Zugleich stellt das Filtern aber auch eine Art von "Cocooning" dar: Man muß sich ja mit den Argumenten der Gefilterten nicht mehr auseinandersetzen. Jede Filterregel war für mich daher immer auch ein Zeichen der Niederlage. Gut, es gab (und gibt) die Diskutanten, die schlicht und ergreifend diskursunfähig sind, weil sie auf jedes beliebige Argument mit denselben Textbausteinen antworten. Irgendwann ist dann halt einfach mal genug. (Ein Beispiel: In einer Diskussion über Kreationismus vs. Evolution brachte es eine Diskutantin fertig, nach über 200 Posts die ganze Diskussion wieder in die Tonne zu treten und sinngemäß zu schreiben: Was soll denn der ganze Mist hier? Könnt ihr nicht in die Bibel gucken? Ich lese da eindeutig, daß die Welt in sieben Tagen erschaffen wurde. Sie schrieb übrigens unter Realname.) Dennoch erschrecke ich immer wieder, wenn jemand der Meinung ist die Diskussion mit $ANDERE_WELTANSCHAULICHE_GRUPPE hätte einfach keinen Sinn, da sei kein Blumentopf mit zu gewinnen. Meine Erfahrung ist eigentlich eine andere, es kostet nur viel Zeit und die Diskussion muß sich sukzessive auf die grundlegenden Differenzen (meist auf Metaebenen zu suchen) verschieben. Leider bieten weder Blogs noch Soziale Netzwerke dafür die geeignete Technik.

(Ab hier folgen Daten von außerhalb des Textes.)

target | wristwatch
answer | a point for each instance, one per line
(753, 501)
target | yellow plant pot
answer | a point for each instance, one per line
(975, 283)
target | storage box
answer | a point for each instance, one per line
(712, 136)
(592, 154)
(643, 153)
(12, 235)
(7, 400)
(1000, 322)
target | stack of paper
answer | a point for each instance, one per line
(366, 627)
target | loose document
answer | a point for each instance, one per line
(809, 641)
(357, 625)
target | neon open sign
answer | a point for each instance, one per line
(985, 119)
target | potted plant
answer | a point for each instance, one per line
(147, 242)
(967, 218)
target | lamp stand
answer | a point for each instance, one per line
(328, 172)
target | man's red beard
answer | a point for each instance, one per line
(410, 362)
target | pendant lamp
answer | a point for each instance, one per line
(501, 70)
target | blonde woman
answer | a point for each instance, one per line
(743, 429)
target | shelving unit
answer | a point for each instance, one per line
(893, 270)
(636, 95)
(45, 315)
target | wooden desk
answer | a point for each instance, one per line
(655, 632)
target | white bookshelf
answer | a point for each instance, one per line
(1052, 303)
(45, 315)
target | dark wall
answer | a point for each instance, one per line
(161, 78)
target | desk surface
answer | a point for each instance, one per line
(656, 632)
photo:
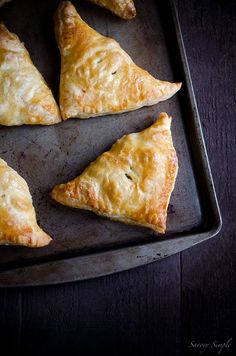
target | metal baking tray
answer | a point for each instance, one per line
(85, 245)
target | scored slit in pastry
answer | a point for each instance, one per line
(18, 225)
(24, 96)
(97, 76)
(132, 182)
(122, 8)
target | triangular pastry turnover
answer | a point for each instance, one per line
(122, 8)
(97, 76)
(18, 225)
(24, 96)
(132, 182)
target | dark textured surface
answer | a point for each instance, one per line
(73, 144)
(158, 309)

Insofern kann ich die Bedenken gegenüber der gegenwärtigen Diskussionskultur im Internet durchaus verstehen. Allerdings sehe ich das Problem nicht in der (scheinbaren) Anonymität, sondern im (fortgesetzten) Cocooning: Was da als schlechter Stil kritisiert wird, ist meines Erachtens eine Folge der zunehmenden Fragmentierung unserer Gesellschaft, in deren Folge die Denkmöglichkeit einer zum eigenen Fragment abweichenden Meinung als unmöglich erscheint. Oder anders gesagt: Viele Diskutanten sind mit der Empathie für ihr Gegenüber überfordert, wenn es nicht die unhinterfragten Grundannahmen des eigenen Milieus teilt: Like/Dislike, irgendwas dazwischen gibt es nicht mehr. (Josef Bordat hat das einmal ziemlich treffend beschrieben: hier unter "III.Probleme des Web 2.0 und ihre Bedeutung für die Kirche" -- was habe ich für einen Schreck bekommen, als ich das erste Mal feststellte, daß eines meiner Usenetpostings bei Google Groups bewertet wurde, obwohl ich dort überhaupt kein Profil angelegt habe -- und dann auch noch mit nur einem Sternchen. Eigentlich hätte ich erwartet, daß jemand mit offensichtlich so divergierender Meinung auf das Posting antwortet. Leider weiß ich bis heute nicht, wer mich da bewertet hat und noch nicht einmal welches Posting da bewertet wurde.)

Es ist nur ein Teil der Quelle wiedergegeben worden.